American businessman

Irwin Federman (born 1936) is an American businessman, philanthropist and General Partner of U.S. Venture Partners.

==Biography==
Federman was born to a Jewish family in 1936 and graduated with a B.S. in Economics from Brooklyn College. After college, he was awarded the Forbes Gold Medal for attaining the highest grade in California on his CPA exam and then worked as an accountant in New York and California. He then went on to serve as CFO of three startup companies the last of which was the troubled semiconductor manufacturer Monolithic Memories (MMI). Irwin was appointed MMI's President, the first non-engineer CEO in the semiconductor industry, and he presided over its successful turn around. Instead of laying workers off, he required that all workers to take one unpaid day off every other week, effectively cutting the payroll by 10% but preserving everyone's job: the policy actually boosted morale as workers bonded over the shared sacrifice; managers came into work on their off days; and everyone was more careful with their expenses. In 1980, MMI went public. In 1987, in a $442 million stock swap, MMI was merged with Advanced Micro Devices to become the world's largest integrated circuit manufacturer. Federman was appointed Vice Chairman of AMD. In 1988, he served as Managing Director of investment banking firm Dillon, Read & Co. In 1990, he joined early-stage venture capital firm, U.S. Venture Partners, where he served as General Partner. He previously served on the Boards of Directors of SanDisk, Checkpoint Software Technologies and Mellanox, Inc.
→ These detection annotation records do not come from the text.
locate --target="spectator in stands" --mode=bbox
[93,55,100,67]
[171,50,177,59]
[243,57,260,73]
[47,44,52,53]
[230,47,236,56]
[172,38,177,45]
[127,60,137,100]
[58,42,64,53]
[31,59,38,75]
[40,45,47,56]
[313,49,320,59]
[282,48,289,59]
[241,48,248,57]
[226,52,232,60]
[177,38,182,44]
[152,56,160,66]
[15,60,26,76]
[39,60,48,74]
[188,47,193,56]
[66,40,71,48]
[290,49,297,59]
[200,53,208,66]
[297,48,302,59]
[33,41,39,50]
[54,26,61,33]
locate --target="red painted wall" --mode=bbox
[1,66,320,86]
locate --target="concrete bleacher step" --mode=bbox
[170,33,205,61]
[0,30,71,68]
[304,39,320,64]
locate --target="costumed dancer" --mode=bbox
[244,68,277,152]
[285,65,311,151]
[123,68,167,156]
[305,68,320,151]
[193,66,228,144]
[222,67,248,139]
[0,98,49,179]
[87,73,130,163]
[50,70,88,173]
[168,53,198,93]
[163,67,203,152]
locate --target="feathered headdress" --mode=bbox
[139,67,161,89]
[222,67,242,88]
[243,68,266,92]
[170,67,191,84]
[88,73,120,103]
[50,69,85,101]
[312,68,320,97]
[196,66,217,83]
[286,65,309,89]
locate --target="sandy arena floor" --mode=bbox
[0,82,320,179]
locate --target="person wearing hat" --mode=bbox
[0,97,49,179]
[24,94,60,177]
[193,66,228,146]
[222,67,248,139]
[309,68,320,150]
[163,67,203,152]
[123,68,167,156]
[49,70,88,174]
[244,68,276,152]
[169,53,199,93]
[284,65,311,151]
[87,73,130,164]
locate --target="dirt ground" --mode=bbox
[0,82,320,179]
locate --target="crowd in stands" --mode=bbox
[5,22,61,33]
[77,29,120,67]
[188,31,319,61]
==Philanthropy and awards==
Federman served two terms as Chairman of the U.S. Semiconductor Industry Association; he served on the board of directors of the National Venture Capital Association, and served two terms on the Dean's advisory board of the Leavey School of Business at Santa Clara Federman received Torch of Liberty Award from the Anti-Defamation League and the Brotherhood Award from the Silicon Valley Conference for Community and Justice. In 2004, Federman was inducted into Junior Achievement's Silicon Valley Hall of Fame. In 2008, he received the International Business Forum's Special Achievement Award. He serves as a trustee of San Francisco Ballet, Brooklyn College, and the San Francisco Museum of Modern Art. He was also awarded an Honorary Doctorate of Engineering Science from Santa Clara University and the Exemplary Community Leadership Award from the Silicon Valley Conference of Christians and Jews (now FACES).

==Personal life==
His first wife was Sheila Federman with whom he had four children; she died in 1987. In 1992, he remarried to Concepcion Socarras, the former wife of Dean Woodman and mother of three children including Nick Woodman, the founder of GoPro.